Taking a more emotional turn, “B2b” (back to back) is reminiscent of Charli’s last album Crash (2022) with its more sentimental lyricism, but still firmly roots itself in the club scene with its beat and title. She sings about not wanting to go “right back to us,” and how her ex-lover should just “run right back to her.” There is a bitterness to the track, and a sense of frustration and vulnerability that somewhat grounds the extreme confidence of “Von dutch.” Charli demonstrates that she can elicit a range of emotions within the genre of hyperpop club music—one that some consider to be impassive and repetitive—an undeniably impressive feat. When the beat finally drops at 1 minute 50 seconds in, it’s neither extreme or loud—it is instead a fantastically lethargic flop that comes after her singing the word “back” on a loop. Maybe she is giving in and going back to her lover, or maybe it just sounds good. Either way, “B2b” is an incredible track that will certainly grow on you with each new listen. 

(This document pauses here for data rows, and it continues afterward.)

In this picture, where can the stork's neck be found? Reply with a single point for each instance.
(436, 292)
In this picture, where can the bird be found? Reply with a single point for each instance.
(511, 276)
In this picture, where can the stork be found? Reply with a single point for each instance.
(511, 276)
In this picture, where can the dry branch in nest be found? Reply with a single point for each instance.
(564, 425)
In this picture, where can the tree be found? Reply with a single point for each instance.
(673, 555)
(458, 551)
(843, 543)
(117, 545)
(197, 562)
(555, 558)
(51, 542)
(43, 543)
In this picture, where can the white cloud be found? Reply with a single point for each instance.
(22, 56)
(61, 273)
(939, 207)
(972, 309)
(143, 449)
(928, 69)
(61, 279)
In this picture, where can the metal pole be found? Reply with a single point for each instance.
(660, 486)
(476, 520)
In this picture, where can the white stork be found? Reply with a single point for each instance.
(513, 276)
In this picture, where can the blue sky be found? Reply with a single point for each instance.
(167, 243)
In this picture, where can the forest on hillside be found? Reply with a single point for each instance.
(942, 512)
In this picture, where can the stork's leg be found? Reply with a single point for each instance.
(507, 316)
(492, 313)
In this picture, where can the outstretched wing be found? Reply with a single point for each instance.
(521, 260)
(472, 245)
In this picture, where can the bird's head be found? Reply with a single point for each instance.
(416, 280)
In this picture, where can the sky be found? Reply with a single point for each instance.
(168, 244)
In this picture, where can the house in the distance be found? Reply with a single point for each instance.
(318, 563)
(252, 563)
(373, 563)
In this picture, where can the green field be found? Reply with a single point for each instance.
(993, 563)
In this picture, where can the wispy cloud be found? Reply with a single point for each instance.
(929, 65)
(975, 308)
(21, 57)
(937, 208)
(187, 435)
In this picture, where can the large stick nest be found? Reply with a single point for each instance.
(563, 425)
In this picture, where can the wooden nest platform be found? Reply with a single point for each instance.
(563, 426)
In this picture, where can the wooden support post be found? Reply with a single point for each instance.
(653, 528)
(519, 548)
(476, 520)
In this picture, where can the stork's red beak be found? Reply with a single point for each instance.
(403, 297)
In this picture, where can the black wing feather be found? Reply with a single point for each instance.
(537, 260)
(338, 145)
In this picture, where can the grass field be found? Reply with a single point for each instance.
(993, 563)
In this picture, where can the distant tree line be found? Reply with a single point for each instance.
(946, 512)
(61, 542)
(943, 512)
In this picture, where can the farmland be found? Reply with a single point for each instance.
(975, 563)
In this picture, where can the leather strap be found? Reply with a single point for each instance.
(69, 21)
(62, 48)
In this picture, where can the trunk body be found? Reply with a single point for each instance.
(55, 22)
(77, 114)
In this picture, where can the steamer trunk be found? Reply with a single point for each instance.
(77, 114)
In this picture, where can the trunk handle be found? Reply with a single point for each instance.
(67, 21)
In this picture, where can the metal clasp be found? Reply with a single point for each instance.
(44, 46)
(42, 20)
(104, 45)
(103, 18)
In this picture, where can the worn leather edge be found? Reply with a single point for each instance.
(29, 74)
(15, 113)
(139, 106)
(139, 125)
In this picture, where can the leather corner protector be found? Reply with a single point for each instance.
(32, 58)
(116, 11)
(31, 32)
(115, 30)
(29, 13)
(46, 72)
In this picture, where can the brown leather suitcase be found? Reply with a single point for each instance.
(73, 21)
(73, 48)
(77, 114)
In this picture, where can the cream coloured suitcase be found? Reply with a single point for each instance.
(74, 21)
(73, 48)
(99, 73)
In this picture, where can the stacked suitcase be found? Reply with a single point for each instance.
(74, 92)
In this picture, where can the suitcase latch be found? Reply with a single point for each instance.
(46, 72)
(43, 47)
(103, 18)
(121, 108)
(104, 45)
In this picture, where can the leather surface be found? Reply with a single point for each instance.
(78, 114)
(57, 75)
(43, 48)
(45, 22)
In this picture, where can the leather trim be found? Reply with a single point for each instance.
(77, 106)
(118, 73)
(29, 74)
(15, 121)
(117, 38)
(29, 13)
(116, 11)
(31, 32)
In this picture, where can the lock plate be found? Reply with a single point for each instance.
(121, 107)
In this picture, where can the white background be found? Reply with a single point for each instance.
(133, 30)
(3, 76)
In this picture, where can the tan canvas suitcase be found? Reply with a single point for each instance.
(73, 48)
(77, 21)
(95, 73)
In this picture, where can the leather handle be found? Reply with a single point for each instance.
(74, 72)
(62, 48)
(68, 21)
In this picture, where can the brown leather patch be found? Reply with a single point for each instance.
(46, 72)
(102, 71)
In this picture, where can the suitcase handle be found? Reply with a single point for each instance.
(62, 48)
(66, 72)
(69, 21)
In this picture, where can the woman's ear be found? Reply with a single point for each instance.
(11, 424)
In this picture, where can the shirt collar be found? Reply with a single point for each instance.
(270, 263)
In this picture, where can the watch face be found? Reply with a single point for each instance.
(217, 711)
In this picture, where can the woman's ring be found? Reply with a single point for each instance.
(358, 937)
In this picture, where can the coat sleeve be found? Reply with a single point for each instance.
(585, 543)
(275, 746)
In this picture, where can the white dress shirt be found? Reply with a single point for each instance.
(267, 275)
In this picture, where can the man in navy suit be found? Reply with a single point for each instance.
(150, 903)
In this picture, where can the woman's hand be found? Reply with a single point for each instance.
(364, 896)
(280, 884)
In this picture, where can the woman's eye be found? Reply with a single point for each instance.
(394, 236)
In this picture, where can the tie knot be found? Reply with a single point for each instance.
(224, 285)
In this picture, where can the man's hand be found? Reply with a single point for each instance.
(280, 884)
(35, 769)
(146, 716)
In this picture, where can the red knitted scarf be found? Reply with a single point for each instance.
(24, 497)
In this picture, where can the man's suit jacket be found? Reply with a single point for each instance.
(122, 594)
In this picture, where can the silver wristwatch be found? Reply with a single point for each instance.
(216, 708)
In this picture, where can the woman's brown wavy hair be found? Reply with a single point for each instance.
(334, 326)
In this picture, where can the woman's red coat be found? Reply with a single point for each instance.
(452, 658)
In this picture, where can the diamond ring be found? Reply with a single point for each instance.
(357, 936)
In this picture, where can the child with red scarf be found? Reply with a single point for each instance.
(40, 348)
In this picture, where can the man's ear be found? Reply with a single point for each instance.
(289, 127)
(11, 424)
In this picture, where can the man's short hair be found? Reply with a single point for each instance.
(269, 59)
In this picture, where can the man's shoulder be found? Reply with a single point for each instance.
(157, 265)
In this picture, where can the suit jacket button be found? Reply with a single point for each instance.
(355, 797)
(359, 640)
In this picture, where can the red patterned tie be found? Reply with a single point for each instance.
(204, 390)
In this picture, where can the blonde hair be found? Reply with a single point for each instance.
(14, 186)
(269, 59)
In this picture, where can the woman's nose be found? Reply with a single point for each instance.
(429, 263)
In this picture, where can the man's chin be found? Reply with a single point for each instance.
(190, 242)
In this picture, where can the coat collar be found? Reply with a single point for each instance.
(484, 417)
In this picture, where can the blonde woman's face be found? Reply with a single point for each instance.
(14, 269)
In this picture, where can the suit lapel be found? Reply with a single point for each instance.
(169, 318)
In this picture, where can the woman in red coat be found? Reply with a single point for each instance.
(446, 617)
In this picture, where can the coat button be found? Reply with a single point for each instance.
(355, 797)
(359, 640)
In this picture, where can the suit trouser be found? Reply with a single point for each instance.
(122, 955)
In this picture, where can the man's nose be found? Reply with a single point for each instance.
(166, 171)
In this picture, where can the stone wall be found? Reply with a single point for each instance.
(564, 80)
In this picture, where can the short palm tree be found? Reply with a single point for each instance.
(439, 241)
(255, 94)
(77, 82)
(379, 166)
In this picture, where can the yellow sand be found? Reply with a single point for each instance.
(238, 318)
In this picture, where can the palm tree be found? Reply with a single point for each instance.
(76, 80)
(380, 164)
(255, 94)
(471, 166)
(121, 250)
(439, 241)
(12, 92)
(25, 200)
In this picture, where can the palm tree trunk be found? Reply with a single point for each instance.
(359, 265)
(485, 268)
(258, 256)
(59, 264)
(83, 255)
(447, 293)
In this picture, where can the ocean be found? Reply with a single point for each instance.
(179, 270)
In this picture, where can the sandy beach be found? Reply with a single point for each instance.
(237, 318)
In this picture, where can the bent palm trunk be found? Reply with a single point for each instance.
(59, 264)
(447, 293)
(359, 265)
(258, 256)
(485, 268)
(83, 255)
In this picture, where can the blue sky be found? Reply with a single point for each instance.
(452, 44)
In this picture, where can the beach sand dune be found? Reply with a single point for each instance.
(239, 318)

Each of these singles take traditional aspects of pop—lyrics that exude self-confidence, throbbing bass, endearing autotune, a high BPM—and dial them up through the roof. I don’t know why or how I came to like this sort of music (probably thanks to my sister, whose side hustle is being a DJ; shoutout Lila A.K.A. DJ Doza), but Charli is forging a path for herself to be bigger in the club scene than she ever has been before. If the title wasn’t enough of a giveaway, I think that Brat really is going to give zero fucks, be sheer fun, and redefine the artist that Charli XCX is. As she said in an interview to NME, “I feel good about the music. Every artist says this about their new record but I really do feel like this is my best music [yet].”